June 30th Daily Analysis

June 30th Daily Analysis


The dollar was down on Thursday morning in Asia, after central bank chiefs signaled a resolution to bring down inflation. The U.S. Dollar Index that tracks the greenback against a basket of other currencies inched down 0.06% to 105.04.

U.S. Federal Reserve Chair Jerome Powell and his European and U.K. counterparts warned that inflation could be long-lasting during the European Central Bank (ECB)’ s annual forum in Portugal. He added that it was important to bring down inflation.

The daily chart indicates a continuation of the uptrend in the long term under the condition of holding above 104. Technical indicators can’t confirm the continuation while moving averages show horizontal signals. The hourly chart shows an upward movement but keeps the tendency for a decline.



The Euro pair remains drowning overall despite the support above 1.0400. Meanwhile, on the hourly chart, the EURUSD traded upwards this morning bouncing from two weeks low.

The pair show shows for decline continuation towards 1.0375 and technical indicators confirm the signal.



China’s factory activity expanded for the first time in four months as lockdowns ended in major cities such as Shanghai. Official data released earlier in the day showed that the manufacturing purchasing managers’ index (PMI) rose to 50.2 in June from 49.6 in May, the first expansion since February.

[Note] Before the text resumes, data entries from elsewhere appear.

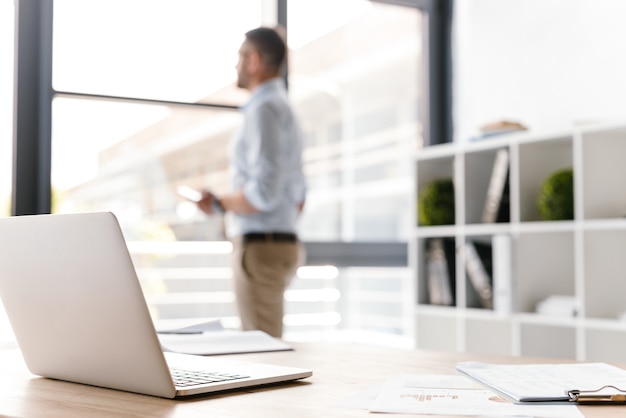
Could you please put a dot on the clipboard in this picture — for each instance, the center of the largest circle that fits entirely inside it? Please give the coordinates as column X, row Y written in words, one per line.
column 607, row 394
column 551, row 383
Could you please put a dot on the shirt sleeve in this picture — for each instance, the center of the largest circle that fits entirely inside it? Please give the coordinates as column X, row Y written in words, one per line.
column 264, row 158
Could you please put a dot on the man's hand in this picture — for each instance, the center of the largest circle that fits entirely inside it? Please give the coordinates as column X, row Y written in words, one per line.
column 205, row 204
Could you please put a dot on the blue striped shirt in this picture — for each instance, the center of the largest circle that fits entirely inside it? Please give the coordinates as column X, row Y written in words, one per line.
column 266, row 163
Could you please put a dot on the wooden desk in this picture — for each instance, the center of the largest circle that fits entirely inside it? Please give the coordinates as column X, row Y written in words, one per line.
column 339, row 371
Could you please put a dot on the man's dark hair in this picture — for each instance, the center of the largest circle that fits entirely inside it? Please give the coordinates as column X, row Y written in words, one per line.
column 270, row 45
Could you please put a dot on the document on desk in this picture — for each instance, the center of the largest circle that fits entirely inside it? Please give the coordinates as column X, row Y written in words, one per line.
column 455, row 395
column 543, row 382
column 212, row 339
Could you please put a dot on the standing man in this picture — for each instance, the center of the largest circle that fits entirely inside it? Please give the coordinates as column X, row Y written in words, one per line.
column 268, row 187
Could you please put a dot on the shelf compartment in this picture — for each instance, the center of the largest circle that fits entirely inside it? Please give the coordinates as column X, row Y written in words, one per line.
column 543, row 266
column 478, row 167
column 428, row 261
column 537, row 161
column 604, row 174
column 605, row 345
column 430, row 169
column 605, row 273
column 548, row 341
column 489, row 336
column 437, row 329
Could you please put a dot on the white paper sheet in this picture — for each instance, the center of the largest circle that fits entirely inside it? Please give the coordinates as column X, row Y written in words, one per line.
column 455, row 395
column 543, row 382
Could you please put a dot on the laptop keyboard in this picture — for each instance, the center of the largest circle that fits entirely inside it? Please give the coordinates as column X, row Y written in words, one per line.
column 183, row 378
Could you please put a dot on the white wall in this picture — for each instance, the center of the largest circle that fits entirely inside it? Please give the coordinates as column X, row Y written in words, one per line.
column 548, row 64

Meanwhile, President Xi Jingping said zero COVID is still the most “economic and effective” policy for China although the country just slashed COVID quarantine time for inbound travellers.

The Chinese yuan pair trading in a horizontal range between both the strong support at 6.650 and the stubborn support at 6.750. Both the hourly chart and the daily chart show a continuation of the horizontal trend within the current channel.

Technical indicators signal a possibility of a decline, but the condition is breaking below 6.65 where Moving averages are forming a strong support.



Gold was up 0.04% to 1,821.95 this morning in Asia, supported by recession concerns as U.S. 10-year Treasury yields eased. Bullion was caught between pressure from prospects of higher interest rates and support from recession risks. Moreover, the U.S. Consumer Confidence Index fell to a 16-month low in June as high inflation left consumers to worry about a slowing economy.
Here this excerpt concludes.